Noch ist die Kasse nicht gerade prall gefüllt, die Hamdi Cagir, der Jugendleiter von BV Herne Süd, hier zeigt.
Foto: Fischer
Der Club hat immer mehr Mitglieder und das vom Pfingststurm beschädigte Gebäude platzt aus allen Nähten. Aktionen sollen Sponsoren locken.

Herne..  Der 1913 gegründete Fußball-Verein BV Herne Süd wächst stetig, allein in 2014 gab es über 50 Neuanmeldungen. Das über 50 Jahre alte und 65 Quadratmeter kleine Vereinsheim bietet aber schon lange nicht mehr genug Platz für die Mitglieder, daher sucht der Verein dringend Sponsoren, um ein 70 000 Euro teures Projekt – den Neubau eines 100-Quadratmeter-Gebäudes – stemmen zu können.

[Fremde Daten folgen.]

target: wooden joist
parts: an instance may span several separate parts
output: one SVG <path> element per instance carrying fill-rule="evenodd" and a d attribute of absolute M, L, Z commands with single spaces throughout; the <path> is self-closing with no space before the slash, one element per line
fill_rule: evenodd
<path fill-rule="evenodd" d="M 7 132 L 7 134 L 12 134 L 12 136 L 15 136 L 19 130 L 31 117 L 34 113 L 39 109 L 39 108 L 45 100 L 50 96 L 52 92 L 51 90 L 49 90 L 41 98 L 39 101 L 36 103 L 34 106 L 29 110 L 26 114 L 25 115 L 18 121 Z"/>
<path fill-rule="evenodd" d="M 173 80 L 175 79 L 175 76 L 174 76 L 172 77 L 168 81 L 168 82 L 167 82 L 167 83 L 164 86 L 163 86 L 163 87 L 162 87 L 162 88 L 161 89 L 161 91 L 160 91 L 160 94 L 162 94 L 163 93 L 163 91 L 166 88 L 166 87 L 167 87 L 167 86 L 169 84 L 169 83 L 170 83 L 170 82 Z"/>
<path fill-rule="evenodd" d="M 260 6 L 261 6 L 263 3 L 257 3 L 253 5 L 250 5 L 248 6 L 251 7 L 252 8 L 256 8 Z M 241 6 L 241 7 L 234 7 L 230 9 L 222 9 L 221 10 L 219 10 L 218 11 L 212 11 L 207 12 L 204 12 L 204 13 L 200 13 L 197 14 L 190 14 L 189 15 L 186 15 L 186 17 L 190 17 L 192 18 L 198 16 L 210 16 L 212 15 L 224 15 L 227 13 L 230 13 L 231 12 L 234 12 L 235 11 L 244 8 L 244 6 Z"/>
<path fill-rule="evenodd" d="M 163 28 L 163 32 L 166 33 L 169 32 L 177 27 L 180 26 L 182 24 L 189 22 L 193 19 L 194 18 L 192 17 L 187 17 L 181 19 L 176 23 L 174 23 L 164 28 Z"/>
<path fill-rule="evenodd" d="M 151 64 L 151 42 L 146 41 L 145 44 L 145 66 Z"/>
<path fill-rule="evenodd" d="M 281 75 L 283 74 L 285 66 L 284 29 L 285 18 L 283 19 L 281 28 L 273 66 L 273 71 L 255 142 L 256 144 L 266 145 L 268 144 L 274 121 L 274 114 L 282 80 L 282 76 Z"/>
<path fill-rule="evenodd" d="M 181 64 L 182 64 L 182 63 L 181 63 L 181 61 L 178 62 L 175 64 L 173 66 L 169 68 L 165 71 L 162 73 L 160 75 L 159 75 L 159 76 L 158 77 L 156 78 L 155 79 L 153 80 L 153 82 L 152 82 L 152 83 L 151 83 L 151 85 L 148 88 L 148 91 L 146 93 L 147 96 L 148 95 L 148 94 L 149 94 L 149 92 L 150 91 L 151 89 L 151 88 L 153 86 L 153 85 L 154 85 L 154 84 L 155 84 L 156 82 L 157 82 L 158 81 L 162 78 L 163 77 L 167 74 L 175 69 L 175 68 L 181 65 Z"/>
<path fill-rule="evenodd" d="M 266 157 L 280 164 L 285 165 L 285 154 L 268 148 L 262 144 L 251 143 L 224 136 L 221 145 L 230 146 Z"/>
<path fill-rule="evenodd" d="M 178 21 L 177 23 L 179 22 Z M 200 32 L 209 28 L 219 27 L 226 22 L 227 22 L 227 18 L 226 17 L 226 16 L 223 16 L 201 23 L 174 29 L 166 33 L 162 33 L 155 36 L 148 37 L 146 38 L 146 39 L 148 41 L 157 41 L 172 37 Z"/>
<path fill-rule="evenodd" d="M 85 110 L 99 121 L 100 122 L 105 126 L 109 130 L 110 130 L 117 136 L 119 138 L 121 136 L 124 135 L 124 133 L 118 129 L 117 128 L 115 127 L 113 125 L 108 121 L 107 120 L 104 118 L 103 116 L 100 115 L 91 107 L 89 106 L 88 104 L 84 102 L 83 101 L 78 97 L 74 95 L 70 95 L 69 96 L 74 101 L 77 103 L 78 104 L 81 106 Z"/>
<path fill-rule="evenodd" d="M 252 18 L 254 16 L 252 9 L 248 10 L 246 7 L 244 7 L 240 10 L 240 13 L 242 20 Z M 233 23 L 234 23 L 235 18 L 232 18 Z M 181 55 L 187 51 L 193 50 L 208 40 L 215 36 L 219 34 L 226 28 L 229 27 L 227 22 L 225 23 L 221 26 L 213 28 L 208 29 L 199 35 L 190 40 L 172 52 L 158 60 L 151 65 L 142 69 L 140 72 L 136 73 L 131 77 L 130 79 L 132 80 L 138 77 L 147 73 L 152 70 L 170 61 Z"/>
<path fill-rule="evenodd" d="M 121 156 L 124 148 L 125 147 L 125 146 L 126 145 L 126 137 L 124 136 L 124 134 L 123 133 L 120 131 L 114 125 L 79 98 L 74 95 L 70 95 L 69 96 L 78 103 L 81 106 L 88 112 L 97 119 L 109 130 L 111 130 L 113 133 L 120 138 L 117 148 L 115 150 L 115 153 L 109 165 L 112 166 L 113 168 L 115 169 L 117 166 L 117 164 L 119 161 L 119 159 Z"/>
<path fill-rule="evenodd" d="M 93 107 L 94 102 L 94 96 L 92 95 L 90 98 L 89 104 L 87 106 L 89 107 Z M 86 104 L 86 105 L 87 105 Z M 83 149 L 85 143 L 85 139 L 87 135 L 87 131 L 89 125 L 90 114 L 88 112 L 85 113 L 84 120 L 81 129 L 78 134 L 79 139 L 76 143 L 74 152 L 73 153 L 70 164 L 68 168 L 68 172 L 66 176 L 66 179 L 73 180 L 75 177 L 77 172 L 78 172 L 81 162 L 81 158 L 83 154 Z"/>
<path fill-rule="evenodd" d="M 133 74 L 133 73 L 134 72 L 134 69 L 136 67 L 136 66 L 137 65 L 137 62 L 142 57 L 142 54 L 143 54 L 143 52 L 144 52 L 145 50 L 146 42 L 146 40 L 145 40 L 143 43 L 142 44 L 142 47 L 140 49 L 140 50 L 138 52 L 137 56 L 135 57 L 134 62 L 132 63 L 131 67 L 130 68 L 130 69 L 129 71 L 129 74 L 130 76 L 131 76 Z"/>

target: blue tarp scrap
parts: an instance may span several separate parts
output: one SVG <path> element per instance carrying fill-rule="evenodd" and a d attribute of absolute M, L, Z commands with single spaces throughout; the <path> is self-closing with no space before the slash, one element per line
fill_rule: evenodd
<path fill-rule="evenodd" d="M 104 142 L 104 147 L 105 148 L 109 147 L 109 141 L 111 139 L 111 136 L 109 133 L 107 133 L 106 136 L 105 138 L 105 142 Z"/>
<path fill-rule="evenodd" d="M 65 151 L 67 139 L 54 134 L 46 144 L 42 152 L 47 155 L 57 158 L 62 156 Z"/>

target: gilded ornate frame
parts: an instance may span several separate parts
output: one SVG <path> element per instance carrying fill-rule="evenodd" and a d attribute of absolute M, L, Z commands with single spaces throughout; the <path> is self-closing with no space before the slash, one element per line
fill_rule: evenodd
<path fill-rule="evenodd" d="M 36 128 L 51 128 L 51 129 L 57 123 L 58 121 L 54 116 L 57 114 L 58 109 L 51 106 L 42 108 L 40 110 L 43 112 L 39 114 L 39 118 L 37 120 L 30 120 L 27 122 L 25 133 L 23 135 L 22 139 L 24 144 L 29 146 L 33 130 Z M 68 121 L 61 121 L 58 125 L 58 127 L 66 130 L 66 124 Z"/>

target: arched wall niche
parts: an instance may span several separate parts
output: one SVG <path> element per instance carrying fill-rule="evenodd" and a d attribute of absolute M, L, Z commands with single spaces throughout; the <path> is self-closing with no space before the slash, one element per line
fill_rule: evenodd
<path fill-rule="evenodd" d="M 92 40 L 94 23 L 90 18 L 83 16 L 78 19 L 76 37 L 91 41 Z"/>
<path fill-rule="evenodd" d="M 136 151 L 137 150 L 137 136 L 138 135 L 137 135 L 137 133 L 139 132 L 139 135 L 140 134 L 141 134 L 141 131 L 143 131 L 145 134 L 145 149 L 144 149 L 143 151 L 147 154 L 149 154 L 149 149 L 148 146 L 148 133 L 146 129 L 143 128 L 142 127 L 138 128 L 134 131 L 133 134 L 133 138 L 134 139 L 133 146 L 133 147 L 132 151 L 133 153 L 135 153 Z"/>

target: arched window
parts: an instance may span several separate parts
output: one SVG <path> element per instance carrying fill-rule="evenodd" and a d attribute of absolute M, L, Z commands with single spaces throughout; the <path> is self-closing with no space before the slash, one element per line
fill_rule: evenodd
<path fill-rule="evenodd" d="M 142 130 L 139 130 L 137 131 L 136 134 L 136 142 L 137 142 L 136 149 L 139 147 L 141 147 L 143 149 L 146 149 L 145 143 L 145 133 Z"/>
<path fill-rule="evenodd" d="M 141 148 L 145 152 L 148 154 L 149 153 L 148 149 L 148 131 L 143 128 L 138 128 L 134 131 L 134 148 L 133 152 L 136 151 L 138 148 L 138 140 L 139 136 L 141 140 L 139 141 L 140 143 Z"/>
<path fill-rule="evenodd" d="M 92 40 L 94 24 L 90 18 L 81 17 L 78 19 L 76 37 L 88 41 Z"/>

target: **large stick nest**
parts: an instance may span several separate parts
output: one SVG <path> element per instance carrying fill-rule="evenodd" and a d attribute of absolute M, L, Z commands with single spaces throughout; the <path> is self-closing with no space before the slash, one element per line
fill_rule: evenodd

Der Pfingststurm 2014 hat das Vordach des Vereinsheimes weggefegt. „Wir haben das dann notdürftig geflickt“, sagt der zweite Jugendleiter und Jugendtrainer Ulf Schwemin. Leider sei es nicht möglich, dies so zu lassen, da die Balken des Vordachs bereits morsch seien, ergänzt Jugend-Geschäftsführer Pascal Schumacher. Und da die Größe des Vereinsheimes für die mehr als 200 Mitglieder nicht ausreiche, wolle die Vereinsführung nun „Nägel mit Köpfen“ machen: „Wir haben bereits einen Bauantrag eingereicht, wollen im Juni das alte Heim abreißen und möglichst schnell das neue Vereinsheim bauen, so dass es zu Beginn der neuen Saison steht “, sagt Schumacher.

Wichtige Begegnungsstätte

Dominik Bönnemann trainiert seit acht Jahren beim BV Herne Süd. „Ich bin vor vier Jahren nach Recklinghausen gezogen und fahre extra dreimal die Woche nach Herne“, erzählt er. Er habe nie darüber nachgedacht, den Verein zu wechseln, da der BV Herne Süd etwas Besonderes sei: „Ein gutes Miteinander steht bei uns im Vordergrund“, erklärt der 19-Jährige. Der Verein sei wie eine zweite Familie, seine Mitspieler seien auch seine engsten Freunde. „Ich hoffe sehr, dass der Neubau klappt, denn die Vereinshütte ist für den Zusammenhalt unter den Spielern wichtig.“ Man müsse, um zusammenzuwachsen, auch neben dem Training Zeit miteinander verbringen, und das gehe nun mal am besten direkt am Platz, meint der angehende Abiturient.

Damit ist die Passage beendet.